ALREADY EMBEZZLED ONCE BY NAJIB & JHO LOW’S 1MDB SHENANIGANS, AABAR NOW WANTS ‘HIGH EXIT PRICE’ FOR RHB STAKE IN AMMB MERGER

Based on the market’s reaction so far, investors do not seem too hung up on the failed merger proposed between RHB Bank Bhd and AMMB Holdings Bhd (AmBank).

Since the proposed exercise was announced in early June, shares of both stocks have trended down signalling investor nervousness on potential benefits and synergies that the two banks would have derived considering there were duplication in business. Only RHB’s shares are up since Tuesday’s announcement that the merger was off.

When the merger talks were first announced in June, it looked like the marriage between both banks would be a formality.

It had the “blessings” of the regulator, which has been advocating for banks to be institutionalised. But both banks could not reach an agreement on the terms and conditions.

Market talk is that there were issues on both banks that did not sit well with substantial shareholders of the opposing banking groups.

For RHB, this is the second failed merger attempt in recent years.

In 2015, it was part of the proposed three-way mega merger involving CIMB Group Holdings Bhd and Malaysia Building Society Bhd.

That deal was called off by CIMB after declining economic conditions cast doubts over the synergies that could have been reaped from the exercise. Aabar Investments PJS, which holds 17.75% in RHB was also seen as wanting a higher price for its shares in RHB.

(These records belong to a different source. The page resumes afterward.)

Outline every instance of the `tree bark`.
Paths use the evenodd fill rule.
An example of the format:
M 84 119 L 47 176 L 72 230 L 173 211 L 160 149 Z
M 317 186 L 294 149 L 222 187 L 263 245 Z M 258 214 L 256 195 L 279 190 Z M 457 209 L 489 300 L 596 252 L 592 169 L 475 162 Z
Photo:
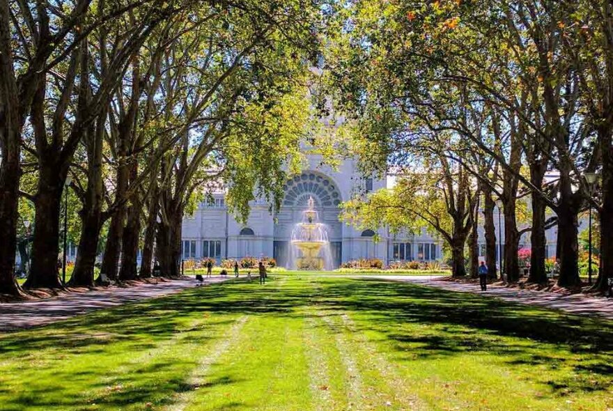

Before this, RHB, then known as RHB Capital Bhd, was at the centre of a takeover battle by bigger rivals Malayan Banking Bhd and CIMB.

Aabar was the stumbling block in that deal too as it had apparently sought a high exit price.

RHB’s valuation has often been benchmarked against the price that Aabar paid in 2011 for its stake from sister company Abu Dhabi Commercial Bank (ADCB).

ADCB bought into RHB at a valuation of 2.25 times price-to-book value (P/B).

But Aabar as a deal breaker is less a factor now as its stake has been diluted from 25% initially after it did not subscribe to RHB’s recent rights issue and dividend reinvestment plan.

This is because through the asset and liability method, RHB, would have only needed a simple majority of 50% plus one share to take over the assets and liabilities of AmBank. On the other hand, AmBank would require 75% shareholder acceptance.

RHB’s major shareholder is the Employees Provident Fund (EPF) with 40.8% stake, while another key shareholder is Tan Sri Ong Leong Huat’s OSK Holdings Bhd with 10.13%.

So for the time being, it looks like RHB, the fourth largest bank by assets, has to move on its business alone.

While we cannot discount the possibility that it could seek other suitors as the central bank’s approval for merger negotiations runs through to end of November, this is unlikely the case.

As for AmBank, there would likely be new shareholders coming in given that Australia and New Zealand Banking Group Ltd (ANZ) of Australia is looking to divest its 23.78% strategic stake.

This being the case, AmBank, which is sixth largest by assets, will still be seen as a “M&A” play.

It was said that Kumpulan Wang Persaraan (KWAP) was in discussion to assume ANZ’s block of shares. It cannot be ruled out that this could still happen.

Then there is Tan Sri Azman Hashim, AmBank’s chairman and second largest shareholder with 13%, who is said to be “impartial to the move.”

At some point, the 78-year old banker would need to make a decision has to what he has to do with his shareholding.

Banking regulations do not allow individuals to own more than a 5% stake in a financial institution and need an approval from the central bank to hold a larger stake.

Whether this block of shares can be put into a trust or the exemption allowed to be extended to the next generation is not certain and unlikely the case.